At the press conference held in Columbia, Mo., Drinkwitz thanked his family that included his wife Lindsey and daughters Addison, Ella, Emerson and Parker, who was born during the past football season, for their support of his decision.

“I need to thank my wife Lindsey, who gave me and our family the courage to chase this dream of college football in 2010,” Drinkwitz said. “To my girls, for their sacrifice and unconditional love, win or lose, when we score 17 or 45 (points), they’re always there to give me a hug regardless. It’s an honor of a lifetime to be your dad and I’m committed to loving you and taking care of you for the rest of your life.”

Drinkwitz also drew laughter from the crowd when talking about his extended family, which includes five siblings.

“For their constant support, faith and prayers and belief in me, we’ll bring a whole new definition of the Zou when we show up,” he said.

Drinkwitz said he met with the Missouri players Dec. 9. Many were still on campus even though the university is in the middle of taking final exams.

“We had a team meeting and got a chance to shake each and every one of their hands,” Drinkwitz said. “There’s a few who are already home for finals, so I had the opportunity to make some phone calls to those guys and I’m excited to start building a relationship.”

Drinkwitz provided other lighter moments by saying that University of Missouri system President Mun Choi was “a tough man to say no to” and invited him to join in on recruiting trips. He also thanked Missouri Chancellor Alexander Cartwright for the way he handled the situation the last few days.

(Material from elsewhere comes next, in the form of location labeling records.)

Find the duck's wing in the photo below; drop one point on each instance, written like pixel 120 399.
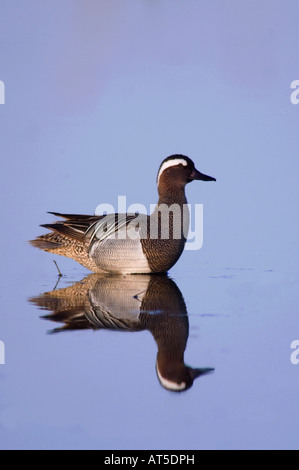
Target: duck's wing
pixel 86 228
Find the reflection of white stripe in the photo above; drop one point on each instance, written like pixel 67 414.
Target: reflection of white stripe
pixel 168 383
pixel 174 162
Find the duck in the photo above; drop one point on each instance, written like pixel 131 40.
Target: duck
pixel 130 243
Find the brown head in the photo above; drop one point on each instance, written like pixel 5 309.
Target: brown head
pixel 178 170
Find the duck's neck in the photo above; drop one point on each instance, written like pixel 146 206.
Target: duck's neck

“Our conversation about it being more than football instantly turned me on to being in the right place,” Drinkwitz said. “It’s more than winning. It’s winning the right way and it’s about effectively evoking change in a young man’s life.”

Drinkwitz accidently referenced the Sun Belt Conference just once when he pledged one of his goals is to win the Southeastern Conference East Division.

“Our stated goal is going to be to win the Sun Belt — sorry, the SEC East,” he said, which drew laughter from the crowd. “(We want) to win a bowl game with class, integrity and academic excellence.”

Drinkwitz said the Tigers can do that.

“We are set up to succeed and we are going to attack success,” Drinkwitz said. “We are never going to fear failure and we’re going to go for it with everything we’ve got. We are going to do this by reigniting the passion we have for Mizzou football.”